The sales of Nestle SA, the world's biggest food and drink company, for the first nine months of this year rose 9 percent. Srong growth from milk and ice cream, mineral waters, confectionary and pet care products assists boost of sale.
Sales came to 78.7 billion Swiss francs (US$66.6 billion; €47 billion), up from 72.2 billion francs in the same period last year. That was slightly above analysts' expectations for an increase of 8.6 percent.
Nestle, which last month nominated Paul Bulcke, the head of its business in the Americas, last month to take over as its next chief executive, reports profit figures only for the half year and full year.
It also did not break out third-quarter sales, but Dow Jones Newswires calculated that they rose 10 percent to 27.6 billion francs (US$23.4 billion; €16.5 billion) for the three months ending Sept. 30 compared with 25.1 billion francs in the same period of 2006.
Organic growth, or growth in the company without acquisitions, for the January to September period was 7.2 percent, Nestle said. The strong figures allowed the company to offset rising raw material costs with price increases, it said.
"In spite of increasing input cost pressures, I remain confident that Nestle will achieve above-target organic growth and a sustainable margin improvement for 2007 as a whole," said Chairman and Chief Executive Officer Peter Brabeck-Letmathe.
The beverage unit, which includes brands such as Nespresso coffee, posted a 10 percent rise in organic growth. The prepared dishes division posted 3.8 percent growth, while milk and ice cream, mineral waters, confectionary and pet care all grew by more than 5 percent.
Nestle shares closed down 0.29 percent at 515.50 francs (US$436.33; €307.27) in Zurich trading.
"Thanks to excellent organic growth of 7.2 percent, Nestle could slightly beat the high expectations," the Zuercher Kantonalbank said.
That organic growth for the first time in years beat the comparable figure of French rival Groupe Danone SA, which stood at 7.0 percent for the same period, bank Vontobel said. Analyst Claudia Lenz reiterated a buy rating on Nestle, citing strong full-year growth and margin improvement prospects.
Danone, the French maker of Dannon yogurt and Evian water, said Wednesday that revenue for the first nine months increased 4.4 percent to €11.24 billion (US$15.9 billion), thanks to the strength of its fresh dairy products division. Its performance was hurt by a weak beverage business, a dispute with its Chinese partner and poor summer weather in northern Europe.

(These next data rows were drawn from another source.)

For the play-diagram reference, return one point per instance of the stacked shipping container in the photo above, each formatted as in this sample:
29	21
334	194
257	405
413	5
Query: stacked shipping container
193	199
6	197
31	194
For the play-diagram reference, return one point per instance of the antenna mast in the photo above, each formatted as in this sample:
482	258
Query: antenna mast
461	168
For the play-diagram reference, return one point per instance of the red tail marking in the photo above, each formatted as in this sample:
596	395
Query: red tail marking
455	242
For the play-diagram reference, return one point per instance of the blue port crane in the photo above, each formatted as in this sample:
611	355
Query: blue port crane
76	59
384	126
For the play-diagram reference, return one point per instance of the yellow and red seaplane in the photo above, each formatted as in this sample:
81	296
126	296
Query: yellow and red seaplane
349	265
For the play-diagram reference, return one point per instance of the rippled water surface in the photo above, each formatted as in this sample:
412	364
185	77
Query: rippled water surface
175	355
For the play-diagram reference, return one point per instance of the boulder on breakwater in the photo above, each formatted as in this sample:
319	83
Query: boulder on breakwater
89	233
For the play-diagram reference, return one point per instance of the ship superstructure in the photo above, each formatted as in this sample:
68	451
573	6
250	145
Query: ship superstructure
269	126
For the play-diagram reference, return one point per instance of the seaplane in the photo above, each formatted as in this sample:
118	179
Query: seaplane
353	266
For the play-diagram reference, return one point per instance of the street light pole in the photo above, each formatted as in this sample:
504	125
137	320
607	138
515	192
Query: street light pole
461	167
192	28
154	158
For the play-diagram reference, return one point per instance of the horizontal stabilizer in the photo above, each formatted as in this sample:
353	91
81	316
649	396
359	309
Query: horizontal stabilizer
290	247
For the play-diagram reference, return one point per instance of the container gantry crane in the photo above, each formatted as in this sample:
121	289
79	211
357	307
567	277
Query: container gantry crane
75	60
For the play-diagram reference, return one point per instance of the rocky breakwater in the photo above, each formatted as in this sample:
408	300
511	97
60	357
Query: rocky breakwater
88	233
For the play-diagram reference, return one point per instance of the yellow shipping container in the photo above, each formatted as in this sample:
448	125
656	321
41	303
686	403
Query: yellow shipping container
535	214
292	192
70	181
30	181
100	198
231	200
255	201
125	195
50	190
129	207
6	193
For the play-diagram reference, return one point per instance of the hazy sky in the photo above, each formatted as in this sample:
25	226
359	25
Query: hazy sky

The company announced another round of management changes Thursday. Chief Financial Officer Paul Polman, who was a top candidate for the CEO post alongside Bulcke, has been appointed the head of Nestle's North and South American business, the company said.
Jim Singh, who heads the company's acquisitions and business development unit, has been named chief financial officer starting next year.
If approved at the annual general meeting April 10, Bulcke would take over as CEO from Peter Brabeck-Letmathe, who will remain chairman of the board.